I overhear these a good bit. One problem with this feedback is it's not enough information... What is it you're supposed to feel? the weight transfer? angle of the hips? the sway? the rise through the feet? the rotation? shape of the hands? the timing? When learning we can rarely focus on more than one or two things at a time, so try to pin down the important piece that's missing. Part of the problem is most male instructors aren't telling the lady what they themselves are doing, and are just expecting the lady to "feel it". That may be sufficient for a very experienced or perhaps a very inexperienced follow, but for most students in the middle, a bit more information would be nice. So I think a good question to ask when you get this feedback is, "What are you doing that I am supposed to feel?" When they list a million things, ask, "Can we focus on a few of those at a time?" This is likely a more productive plan than a punch in the family jewels.
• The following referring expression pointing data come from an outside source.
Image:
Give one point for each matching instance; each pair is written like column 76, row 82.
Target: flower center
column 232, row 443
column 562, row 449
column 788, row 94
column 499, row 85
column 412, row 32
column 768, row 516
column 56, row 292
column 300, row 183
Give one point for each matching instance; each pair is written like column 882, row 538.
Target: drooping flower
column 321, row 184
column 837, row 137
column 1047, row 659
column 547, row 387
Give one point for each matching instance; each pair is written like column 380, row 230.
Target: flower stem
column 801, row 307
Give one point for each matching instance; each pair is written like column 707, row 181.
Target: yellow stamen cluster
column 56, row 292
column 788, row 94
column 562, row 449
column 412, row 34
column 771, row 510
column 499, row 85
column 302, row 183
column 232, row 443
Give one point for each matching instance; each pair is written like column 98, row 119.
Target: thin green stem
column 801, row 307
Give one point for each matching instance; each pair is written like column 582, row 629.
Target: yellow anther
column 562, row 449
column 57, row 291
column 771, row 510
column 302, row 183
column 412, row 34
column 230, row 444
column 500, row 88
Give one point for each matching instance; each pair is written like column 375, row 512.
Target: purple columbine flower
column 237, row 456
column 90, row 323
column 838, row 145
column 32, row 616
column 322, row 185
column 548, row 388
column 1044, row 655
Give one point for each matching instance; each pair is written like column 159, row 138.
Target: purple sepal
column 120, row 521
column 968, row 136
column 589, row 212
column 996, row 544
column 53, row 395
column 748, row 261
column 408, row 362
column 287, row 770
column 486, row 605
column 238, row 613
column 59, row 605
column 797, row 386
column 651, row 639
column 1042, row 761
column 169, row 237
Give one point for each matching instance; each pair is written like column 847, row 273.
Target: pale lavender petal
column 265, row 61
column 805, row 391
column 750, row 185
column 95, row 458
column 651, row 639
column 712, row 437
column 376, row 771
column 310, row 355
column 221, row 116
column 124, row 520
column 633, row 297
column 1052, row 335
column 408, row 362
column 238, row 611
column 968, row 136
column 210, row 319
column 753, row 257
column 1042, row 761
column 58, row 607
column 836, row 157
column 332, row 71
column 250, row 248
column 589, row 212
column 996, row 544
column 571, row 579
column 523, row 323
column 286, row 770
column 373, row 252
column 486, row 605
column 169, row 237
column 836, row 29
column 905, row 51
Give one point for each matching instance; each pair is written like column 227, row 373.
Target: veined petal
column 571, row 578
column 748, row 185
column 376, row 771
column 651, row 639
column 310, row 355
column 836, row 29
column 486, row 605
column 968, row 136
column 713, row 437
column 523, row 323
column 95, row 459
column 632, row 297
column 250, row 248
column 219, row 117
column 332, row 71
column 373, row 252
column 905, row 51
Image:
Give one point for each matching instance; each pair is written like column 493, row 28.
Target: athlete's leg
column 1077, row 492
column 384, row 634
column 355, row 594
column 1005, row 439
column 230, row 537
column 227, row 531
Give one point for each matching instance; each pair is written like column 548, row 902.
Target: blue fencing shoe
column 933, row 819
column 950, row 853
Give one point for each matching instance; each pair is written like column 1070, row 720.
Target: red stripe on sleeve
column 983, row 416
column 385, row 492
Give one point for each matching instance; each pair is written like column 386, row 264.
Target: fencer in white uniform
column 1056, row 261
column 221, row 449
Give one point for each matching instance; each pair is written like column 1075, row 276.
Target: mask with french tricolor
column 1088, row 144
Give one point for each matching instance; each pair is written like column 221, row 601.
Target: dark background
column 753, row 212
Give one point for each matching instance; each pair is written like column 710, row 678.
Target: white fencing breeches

My favorite part of taking lessons as an amateur couple is I get to hear what the instructor is telling my partner, and she gets to hear what the instructor is telling me, so our knowledge grows in parallel, understanding what each of us are supposed to do, and what we are supposed to feel from each other. Sadly this piece is often missing in pro-am instruction, but the right questions can help fill that gap.